[Python-Dev] pathlib - current status of discussions (original) (raw)

Greg Ewing greg.ewing at canterbury.ac.nz
Tue Apr 12 01:40:16 EDT 2016


Chris Barker - NOAA Federal wrote:

Why in the world do the os.path functions need to work with Path objects?

So that applications using path objects can pass them to library code that uses os.path to manipulate them.

I'm confused about what a bytes path IS -- is it encoded?

It's a sequence of bytes identifying a file.
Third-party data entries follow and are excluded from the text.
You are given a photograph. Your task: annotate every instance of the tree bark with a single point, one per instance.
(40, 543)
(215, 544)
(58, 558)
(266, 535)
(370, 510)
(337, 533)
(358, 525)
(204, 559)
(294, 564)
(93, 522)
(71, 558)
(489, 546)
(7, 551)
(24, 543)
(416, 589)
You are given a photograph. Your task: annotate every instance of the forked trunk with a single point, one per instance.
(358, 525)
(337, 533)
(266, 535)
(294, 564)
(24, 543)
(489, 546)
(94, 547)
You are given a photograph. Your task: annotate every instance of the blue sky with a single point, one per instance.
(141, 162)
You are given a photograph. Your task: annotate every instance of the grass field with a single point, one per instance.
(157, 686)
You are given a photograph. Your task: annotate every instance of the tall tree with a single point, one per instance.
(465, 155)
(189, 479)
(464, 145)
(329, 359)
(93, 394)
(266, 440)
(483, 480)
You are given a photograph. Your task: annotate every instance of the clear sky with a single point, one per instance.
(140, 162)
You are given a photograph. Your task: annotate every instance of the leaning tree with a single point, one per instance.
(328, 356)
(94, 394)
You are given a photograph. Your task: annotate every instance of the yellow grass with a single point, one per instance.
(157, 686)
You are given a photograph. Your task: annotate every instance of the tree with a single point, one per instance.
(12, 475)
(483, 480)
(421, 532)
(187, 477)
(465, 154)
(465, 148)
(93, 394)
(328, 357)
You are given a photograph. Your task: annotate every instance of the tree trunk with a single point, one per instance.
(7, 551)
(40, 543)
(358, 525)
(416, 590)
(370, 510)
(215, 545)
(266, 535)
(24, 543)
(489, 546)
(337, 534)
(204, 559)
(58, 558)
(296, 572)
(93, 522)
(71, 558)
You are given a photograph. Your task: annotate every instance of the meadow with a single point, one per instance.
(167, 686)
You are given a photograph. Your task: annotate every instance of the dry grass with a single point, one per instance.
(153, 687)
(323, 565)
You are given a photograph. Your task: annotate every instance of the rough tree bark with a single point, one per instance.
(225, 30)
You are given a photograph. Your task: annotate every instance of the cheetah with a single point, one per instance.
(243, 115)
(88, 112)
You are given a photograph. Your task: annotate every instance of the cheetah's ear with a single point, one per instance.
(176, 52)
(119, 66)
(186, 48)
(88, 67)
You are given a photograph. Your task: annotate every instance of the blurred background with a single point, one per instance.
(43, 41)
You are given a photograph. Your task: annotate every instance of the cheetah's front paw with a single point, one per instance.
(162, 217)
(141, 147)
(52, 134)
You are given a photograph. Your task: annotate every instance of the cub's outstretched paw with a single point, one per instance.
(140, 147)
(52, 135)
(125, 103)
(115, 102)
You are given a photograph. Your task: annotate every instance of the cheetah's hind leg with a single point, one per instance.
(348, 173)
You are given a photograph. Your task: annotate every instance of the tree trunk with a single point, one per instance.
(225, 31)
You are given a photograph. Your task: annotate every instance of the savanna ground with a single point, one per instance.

Often it will be an encoding of som piece of text in the file system encoding, but there's no guarantee of that.

Can you assume it can be decoded ?

Only if you use an encoding in which all byte sequences are valid, such as latin1 or utf8+surrogateescape.

So the ONLY thing you should do with it is pass it along to another low level system call.

Not quite -- you can separate it into components and work with them. Essentially the same set of operations that os.path provides.

- the names would be fspath and fspath, since the result may be either a path name as text, or an encoded path name as bytes I like pathname better because this entire effort is because we' be decided itMs important to make the distinction between a "path" and the text representation of said path.

I agree -- the term "pathname" can cover both text and bytes. When posix talks about pathnames it's really talking about bytes.